C. Effect of invention
1. Unlike conventional color electrophotographic devices, the present invention simultaneously forms multiple color images on one drum, transfers them to a transfer material all at once, and performs this process using multiple rotating dielectrics. Therefore, multicolor images can be easily formed on the same transfer material at high speed.

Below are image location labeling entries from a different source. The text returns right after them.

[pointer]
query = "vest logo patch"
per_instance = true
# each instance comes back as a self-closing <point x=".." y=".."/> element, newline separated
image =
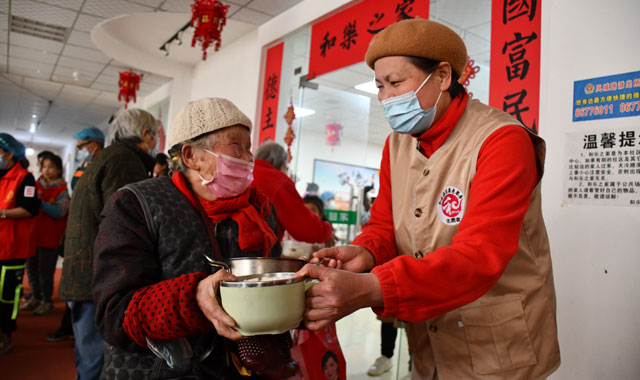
<point x="29" y="191"/>
<point x="451" y="205"/>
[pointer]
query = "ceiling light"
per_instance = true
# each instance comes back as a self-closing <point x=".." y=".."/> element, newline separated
<point x="369" y="87"/>
<point x="302" y="112"/>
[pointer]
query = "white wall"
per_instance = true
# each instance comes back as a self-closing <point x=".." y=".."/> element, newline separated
<point x="598" y="311"/>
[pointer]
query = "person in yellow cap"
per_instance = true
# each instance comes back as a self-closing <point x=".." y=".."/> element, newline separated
<point x="456" y="244"/>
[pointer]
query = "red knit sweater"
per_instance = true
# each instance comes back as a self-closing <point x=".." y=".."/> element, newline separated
<point x="487" y="238"/>
<point x="293" y="215"/>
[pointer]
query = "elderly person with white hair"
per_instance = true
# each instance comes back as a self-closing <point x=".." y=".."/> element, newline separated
<point x="156" y="298"/>
<point x="127" y="160"/>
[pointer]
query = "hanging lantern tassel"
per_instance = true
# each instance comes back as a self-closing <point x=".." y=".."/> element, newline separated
<point x="208" y="17"/>
<point x="334" y="131"/>
<point x="129" y="83"/>
<point x="290" y="135"/>
<point x="470" y="71"/>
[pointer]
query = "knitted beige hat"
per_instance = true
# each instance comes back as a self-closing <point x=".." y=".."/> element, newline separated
<point x="203" y="116"/>
<point x="419" y="38"/>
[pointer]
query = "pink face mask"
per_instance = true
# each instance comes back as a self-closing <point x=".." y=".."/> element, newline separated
<point x="233" y="177"/>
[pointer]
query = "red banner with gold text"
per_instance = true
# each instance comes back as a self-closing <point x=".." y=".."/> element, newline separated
<point x="342" y="39"/>
<point x="270" y="93"/>
<point x="514" y="84"/>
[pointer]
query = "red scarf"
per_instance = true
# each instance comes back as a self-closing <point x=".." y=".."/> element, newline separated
<point x="254" y="233"/>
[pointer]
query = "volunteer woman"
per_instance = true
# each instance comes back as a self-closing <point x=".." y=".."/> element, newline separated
<point x="456" y="243"/>
<point x="18" y="205"/>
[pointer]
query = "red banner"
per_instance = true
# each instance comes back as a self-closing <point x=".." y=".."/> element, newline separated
<point x="342" y="40"/>
<point x="270" y="93"/>
<point x="514" y="84"/>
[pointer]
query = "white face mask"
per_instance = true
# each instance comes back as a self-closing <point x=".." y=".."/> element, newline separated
<point x="404" y="114"/>
<point x="83" y="155"/>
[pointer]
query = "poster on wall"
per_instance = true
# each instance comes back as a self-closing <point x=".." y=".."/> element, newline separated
<point x="602" y="167"/>
<point x="342" y="39"/>
<point x="338" y="182"/>
<point x="514" y="84"/>
<point x="607" y="97"/>
<point x="270" y="93"/>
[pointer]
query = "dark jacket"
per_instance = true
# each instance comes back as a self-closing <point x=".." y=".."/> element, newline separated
<point x="166" y="240"/>
<point x="119" y="164"/>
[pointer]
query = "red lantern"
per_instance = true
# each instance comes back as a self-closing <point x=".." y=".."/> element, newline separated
<point x="211" y="17"/>
<point x="333" y="134"/>
<point x="469" y="73"/>
<point x="129" y="83"/>
<point x="290" y="135"/>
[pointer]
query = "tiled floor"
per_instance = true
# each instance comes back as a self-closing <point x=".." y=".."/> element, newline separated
<point x="359" y="336"/>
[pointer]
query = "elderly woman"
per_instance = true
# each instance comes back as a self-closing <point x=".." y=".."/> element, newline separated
<point x="127" y="160"/>
<point x="157" y="306"/>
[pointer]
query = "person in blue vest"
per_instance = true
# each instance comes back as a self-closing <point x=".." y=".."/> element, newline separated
<point x="18" y="206"/>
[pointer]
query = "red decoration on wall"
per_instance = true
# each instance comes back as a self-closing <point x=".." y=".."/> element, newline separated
<point x="290" y="135"/>
<point x="342" y="39"/>
<point x="334" y="131"/>
<point x="469" y="73"/>
<point x="211" y="17"/>
<point x="514" y="84"/>
<point x="271" y="93"/>
<point x="129" y="83"/>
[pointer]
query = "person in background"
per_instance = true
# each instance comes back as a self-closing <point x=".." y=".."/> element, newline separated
<point x="293" y="216"/>
<point x="157" y="304"/>
<point x="19" y="205"/>
<point x="456" y="244"/>
<point x="316" y="205"/>
<point x="50" y="226"/>
<point x="161" y="168"/>
<point x="126" y="160"/>
<point x="40" y="158"/>
<point x="90" y="142"/>
<point x="330" y="366"/>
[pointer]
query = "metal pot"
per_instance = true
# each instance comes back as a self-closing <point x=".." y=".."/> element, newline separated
<point x="245" y="266"/>
<point x="265" y="304"/>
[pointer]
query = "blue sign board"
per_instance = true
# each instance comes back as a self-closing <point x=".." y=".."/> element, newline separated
<point x="607" y="97"/>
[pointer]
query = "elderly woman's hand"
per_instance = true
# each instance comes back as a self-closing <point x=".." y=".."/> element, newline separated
<point x="208" y="303"/>
<point x="349" y="257"/>
<point x="339" y="293"/>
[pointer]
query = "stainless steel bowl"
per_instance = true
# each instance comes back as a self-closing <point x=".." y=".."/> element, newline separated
<point x="261" y="280"/>
<point x="245" y="266"/>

[Brief explanation of the drawing]

FIG. 1 is a schematic diagram of the configuration of the apparatus of the present invention, FIG. 2 is a state diagram of the surface potential Vs on a solid dielectric and a toner image based on the present invention, and FIG. 3 is another embodiment of the present invention. Figure 4 is a schematic diagram of the J5 Ming digital charger, Figure 5 is an enlarged cross-sectional view of a part of it, and Figure 6 is the timing and timing chart of the voltage applied to each electrode of the digital charger. figure. 1-IA-IB is a solid dielectric, 4-4A-4B is a digital charger, 5A-7A, 5B, and 7B are developing devices, and P is a transfer material. Figure 5 Figure 2 Figure 6

Claims (1)

[Claims] (1) A plurality of moving solid dielectrics, a latent image forming means for forming a latent image of a charge pattern according to image information on each of the solid dielectrics, and at least one latent image forming means on each of the solid dielectrics;
A multicolor image forming apparatus comprising a developing means for forming a developed image of more than one color, and a transferring means for transferring the developed images on the plurality of solid dielectric materials to the same transfer material.